As a further improvement over parallel technologies, the drives will employ long, thin cables and small connectors to improve chassis airflow and cooling and simplify cable routing. Adaptec's Serial Attached SCSI chips and controllers will feature the company's RAID technology to protect customer data.

Industry experts believe serial-attached SCSI architectures are better equipped to meet computing demands for performance than parallel SCSI architectures.

Nancy Marrone, senior analyst at Enterprise Storage Group (ESG), discussed the benefits firms are expecting from serial technologies.

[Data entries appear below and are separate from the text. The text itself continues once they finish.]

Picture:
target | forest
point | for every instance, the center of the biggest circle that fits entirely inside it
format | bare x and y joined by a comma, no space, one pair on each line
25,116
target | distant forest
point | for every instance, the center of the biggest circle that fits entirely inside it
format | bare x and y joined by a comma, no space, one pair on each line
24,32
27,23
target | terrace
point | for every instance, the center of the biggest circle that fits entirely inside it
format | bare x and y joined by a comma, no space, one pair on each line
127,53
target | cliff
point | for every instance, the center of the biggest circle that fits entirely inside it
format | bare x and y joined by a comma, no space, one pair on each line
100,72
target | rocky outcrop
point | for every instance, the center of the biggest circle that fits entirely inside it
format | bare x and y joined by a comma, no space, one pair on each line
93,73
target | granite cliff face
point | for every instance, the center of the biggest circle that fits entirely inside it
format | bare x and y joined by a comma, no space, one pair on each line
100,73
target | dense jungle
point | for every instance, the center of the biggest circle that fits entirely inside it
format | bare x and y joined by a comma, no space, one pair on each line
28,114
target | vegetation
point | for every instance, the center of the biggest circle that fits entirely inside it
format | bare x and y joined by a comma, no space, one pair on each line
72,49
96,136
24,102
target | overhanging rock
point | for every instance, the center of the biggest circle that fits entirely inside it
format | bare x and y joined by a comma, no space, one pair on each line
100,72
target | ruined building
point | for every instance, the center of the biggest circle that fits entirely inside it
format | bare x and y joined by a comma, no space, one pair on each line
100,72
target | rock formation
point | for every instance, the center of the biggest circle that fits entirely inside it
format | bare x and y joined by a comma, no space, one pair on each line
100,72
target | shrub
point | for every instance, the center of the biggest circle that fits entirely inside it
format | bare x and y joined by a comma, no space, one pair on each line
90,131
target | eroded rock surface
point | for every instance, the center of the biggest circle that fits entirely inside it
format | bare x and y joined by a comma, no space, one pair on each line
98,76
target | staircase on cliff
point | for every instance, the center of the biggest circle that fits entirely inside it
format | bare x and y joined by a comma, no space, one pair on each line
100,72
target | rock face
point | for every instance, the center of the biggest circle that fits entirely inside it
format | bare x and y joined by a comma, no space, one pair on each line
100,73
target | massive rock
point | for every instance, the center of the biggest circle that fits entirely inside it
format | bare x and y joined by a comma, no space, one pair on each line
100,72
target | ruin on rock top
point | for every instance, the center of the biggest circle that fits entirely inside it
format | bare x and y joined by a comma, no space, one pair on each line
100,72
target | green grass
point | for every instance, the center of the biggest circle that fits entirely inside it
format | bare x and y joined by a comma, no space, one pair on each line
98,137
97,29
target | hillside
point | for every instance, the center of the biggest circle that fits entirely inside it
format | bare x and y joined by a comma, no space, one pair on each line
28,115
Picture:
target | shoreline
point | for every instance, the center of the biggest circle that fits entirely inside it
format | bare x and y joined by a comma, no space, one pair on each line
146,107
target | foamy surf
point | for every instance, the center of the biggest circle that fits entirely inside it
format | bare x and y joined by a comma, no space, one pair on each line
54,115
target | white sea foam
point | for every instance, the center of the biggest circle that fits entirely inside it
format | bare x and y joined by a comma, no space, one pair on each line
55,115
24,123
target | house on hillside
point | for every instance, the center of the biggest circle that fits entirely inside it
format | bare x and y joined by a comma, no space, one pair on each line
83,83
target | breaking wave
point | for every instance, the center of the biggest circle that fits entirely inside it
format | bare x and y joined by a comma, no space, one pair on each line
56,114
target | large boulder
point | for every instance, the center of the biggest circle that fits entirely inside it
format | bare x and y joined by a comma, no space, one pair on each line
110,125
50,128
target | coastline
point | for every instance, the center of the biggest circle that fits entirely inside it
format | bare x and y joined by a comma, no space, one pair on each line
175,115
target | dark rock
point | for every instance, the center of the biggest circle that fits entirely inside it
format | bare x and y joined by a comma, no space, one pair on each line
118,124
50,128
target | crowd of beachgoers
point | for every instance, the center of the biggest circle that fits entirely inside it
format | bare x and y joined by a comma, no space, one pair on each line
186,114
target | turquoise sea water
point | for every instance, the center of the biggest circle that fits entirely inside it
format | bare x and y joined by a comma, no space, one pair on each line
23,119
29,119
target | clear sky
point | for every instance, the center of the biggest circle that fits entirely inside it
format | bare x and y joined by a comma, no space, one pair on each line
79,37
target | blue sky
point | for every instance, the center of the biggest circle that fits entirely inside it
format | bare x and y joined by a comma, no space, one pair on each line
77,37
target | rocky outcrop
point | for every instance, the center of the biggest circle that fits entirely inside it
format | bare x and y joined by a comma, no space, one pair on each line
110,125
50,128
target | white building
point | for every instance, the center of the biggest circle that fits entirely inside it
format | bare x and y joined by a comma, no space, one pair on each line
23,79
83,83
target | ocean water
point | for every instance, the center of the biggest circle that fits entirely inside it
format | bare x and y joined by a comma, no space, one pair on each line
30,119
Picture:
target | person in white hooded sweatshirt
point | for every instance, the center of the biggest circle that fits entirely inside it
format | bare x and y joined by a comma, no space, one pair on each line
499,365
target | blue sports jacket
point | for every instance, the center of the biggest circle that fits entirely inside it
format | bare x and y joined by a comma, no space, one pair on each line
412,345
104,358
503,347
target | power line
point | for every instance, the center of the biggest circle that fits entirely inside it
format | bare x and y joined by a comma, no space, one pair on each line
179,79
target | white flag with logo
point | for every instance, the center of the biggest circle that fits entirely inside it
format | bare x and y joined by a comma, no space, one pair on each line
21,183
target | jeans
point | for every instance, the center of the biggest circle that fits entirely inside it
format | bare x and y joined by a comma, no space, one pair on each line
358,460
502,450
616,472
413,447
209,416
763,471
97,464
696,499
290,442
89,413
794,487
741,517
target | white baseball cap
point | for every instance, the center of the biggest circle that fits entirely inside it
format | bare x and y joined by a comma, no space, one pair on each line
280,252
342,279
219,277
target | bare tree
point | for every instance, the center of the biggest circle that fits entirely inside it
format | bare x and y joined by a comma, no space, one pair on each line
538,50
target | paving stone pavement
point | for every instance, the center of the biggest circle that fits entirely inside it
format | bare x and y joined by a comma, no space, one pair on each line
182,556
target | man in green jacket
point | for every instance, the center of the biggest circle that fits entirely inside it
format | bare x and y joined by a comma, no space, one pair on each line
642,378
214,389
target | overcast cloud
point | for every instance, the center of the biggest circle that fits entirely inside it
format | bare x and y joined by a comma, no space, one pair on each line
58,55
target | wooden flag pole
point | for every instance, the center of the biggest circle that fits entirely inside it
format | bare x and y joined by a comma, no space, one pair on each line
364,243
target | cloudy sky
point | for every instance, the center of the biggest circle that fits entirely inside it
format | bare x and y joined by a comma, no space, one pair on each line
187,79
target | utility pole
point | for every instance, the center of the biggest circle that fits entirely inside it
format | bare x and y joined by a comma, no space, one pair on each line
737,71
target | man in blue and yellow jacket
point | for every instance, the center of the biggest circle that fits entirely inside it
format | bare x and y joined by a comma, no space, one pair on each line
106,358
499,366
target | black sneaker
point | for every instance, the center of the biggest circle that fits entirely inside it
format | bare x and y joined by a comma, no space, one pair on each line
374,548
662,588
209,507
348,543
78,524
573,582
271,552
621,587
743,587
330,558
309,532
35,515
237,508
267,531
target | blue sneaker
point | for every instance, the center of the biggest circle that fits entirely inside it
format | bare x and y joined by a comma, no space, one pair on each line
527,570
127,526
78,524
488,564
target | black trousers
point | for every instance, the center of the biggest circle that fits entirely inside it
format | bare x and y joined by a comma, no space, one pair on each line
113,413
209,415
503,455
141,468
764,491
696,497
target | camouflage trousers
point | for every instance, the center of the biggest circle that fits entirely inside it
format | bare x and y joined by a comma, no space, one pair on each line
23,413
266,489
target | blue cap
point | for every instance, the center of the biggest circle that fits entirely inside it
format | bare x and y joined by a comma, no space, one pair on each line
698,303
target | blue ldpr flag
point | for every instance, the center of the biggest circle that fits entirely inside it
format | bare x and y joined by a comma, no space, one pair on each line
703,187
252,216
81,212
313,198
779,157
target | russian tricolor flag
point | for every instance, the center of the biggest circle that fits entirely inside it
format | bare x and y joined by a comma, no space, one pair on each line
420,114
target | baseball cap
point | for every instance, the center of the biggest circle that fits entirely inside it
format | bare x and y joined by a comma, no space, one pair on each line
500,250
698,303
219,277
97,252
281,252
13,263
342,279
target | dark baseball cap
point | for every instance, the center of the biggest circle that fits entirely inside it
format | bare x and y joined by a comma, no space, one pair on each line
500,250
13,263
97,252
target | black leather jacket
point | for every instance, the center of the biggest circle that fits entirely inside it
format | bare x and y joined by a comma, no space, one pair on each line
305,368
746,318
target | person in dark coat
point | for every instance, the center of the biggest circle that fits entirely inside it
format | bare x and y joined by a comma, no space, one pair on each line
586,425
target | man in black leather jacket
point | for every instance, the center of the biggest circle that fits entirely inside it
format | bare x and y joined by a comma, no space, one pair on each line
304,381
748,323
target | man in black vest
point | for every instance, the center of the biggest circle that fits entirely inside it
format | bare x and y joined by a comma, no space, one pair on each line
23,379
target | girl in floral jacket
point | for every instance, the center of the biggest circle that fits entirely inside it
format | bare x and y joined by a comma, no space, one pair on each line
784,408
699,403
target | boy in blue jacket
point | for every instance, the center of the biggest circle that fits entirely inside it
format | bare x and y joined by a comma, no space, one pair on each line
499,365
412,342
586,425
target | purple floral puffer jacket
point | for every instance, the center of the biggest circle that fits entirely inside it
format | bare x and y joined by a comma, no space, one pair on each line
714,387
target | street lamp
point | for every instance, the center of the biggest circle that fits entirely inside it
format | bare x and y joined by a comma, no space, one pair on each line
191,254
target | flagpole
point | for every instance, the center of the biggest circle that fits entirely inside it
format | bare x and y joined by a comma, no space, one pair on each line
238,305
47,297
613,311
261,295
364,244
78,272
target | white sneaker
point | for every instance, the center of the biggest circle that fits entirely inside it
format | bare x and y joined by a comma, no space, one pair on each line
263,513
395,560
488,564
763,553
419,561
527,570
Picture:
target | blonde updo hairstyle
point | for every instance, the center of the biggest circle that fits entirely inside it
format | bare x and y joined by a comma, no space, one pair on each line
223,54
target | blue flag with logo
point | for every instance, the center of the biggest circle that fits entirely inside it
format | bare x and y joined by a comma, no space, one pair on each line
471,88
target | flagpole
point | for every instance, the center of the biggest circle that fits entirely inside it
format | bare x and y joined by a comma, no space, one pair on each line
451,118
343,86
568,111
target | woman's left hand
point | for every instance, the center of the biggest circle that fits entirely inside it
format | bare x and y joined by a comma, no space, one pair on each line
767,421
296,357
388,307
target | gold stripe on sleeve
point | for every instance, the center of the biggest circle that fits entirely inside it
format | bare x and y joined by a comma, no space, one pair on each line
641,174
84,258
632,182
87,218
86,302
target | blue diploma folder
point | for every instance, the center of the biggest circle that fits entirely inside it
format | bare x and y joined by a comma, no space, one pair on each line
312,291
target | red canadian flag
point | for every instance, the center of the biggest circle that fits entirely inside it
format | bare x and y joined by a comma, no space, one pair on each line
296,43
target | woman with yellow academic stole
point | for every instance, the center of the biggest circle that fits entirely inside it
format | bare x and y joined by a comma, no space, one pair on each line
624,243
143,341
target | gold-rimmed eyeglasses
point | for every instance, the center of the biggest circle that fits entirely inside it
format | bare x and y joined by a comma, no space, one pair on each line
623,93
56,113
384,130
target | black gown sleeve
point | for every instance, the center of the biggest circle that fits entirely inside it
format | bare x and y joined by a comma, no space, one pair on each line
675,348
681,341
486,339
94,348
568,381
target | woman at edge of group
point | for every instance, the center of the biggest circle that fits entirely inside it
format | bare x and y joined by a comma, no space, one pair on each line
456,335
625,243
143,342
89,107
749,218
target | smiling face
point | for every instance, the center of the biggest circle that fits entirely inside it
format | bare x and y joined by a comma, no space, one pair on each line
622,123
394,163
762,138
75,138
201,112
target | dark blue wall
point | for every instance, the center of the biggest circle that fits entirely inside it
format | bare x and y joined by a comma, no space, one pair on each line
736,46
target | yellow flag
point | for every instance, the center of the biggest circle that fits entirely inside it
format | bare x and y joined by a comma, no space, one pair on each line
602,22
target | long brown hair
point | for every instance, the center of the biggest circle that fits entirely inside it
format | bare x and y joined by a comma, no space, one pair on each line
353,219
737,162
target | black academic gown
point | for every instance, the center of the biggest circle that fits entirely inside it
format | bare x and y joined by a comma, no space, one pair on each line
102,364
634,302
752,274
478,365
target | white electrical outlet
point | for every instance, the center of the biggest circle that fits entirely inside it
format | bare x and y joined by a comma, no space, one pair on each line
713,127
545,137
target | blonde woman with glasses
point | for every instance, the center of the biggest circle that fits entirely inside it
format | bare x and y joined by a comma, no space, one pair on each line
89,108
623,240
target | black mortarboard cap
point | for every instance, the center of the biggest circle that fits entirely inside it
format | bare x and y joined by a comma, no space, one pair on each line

"ESG thinks that serial ATA is catching on for two reasons - the first is of course cost. SATA is a great low cost alternative for secondary storage solutions (some organizations may feel comfortable with SATA being their primary disk, but we haven't seen much of that in the enterprise as of yet)," Marrone told internetnews.com. "The second key reason SATA will be successful is the push to make it interchangeable with SCSI. Vendors are working to make serial SCSI drives compatible with serial ATA drives. This level of interchangeability will both reduce production costs for vendors and provide users with a level of flexibility they never had before."

Marrone said if a user can buy a system that can use either disk technology, they can choose when to use higher end SCSI vs SATA depending on business requirements and costs. "That alone will make the technology pretty attractive vs. parallel ATA."

The impetus for the play simple: to push market demand forward by showing customers that it is willing to work to make interoperable products unbound by proprietary issues. The move is not unlike multiple storage vendors creating and supporting the Storage Management Interoperability Specification (SMI-S) to better handle the complications of storage networking.

Mike Chenery, vice president, advanced products engineering at Fujitsu Computer Products of America, discussed his company's desire to work with Adaptec and others on this matter.

"Serial Attached SCSI reduces the footprint of enterprise storage connections to enable dense form factors and smooth the migration to server blades," said Chenery.

Maxtor sees similar value for this venture.

"Serial ATA drives will meet the needs of customers requiring cost-effective capacity for near-line storage of email archives and other reference data, while Serial Attached SCSI drives will deliver the highest levels of performance and reliability for bandwidth-intensive enterprise environments," said Mike Wingert, Maxtor's executive vice president and general manager, Server Products Group.

The firms will embark on such co-marketing activities as prototype demonstrations, speaking engagements at major trade shows, white papers on implementing Serial Attached SCSI solutions, seminars and Webinars.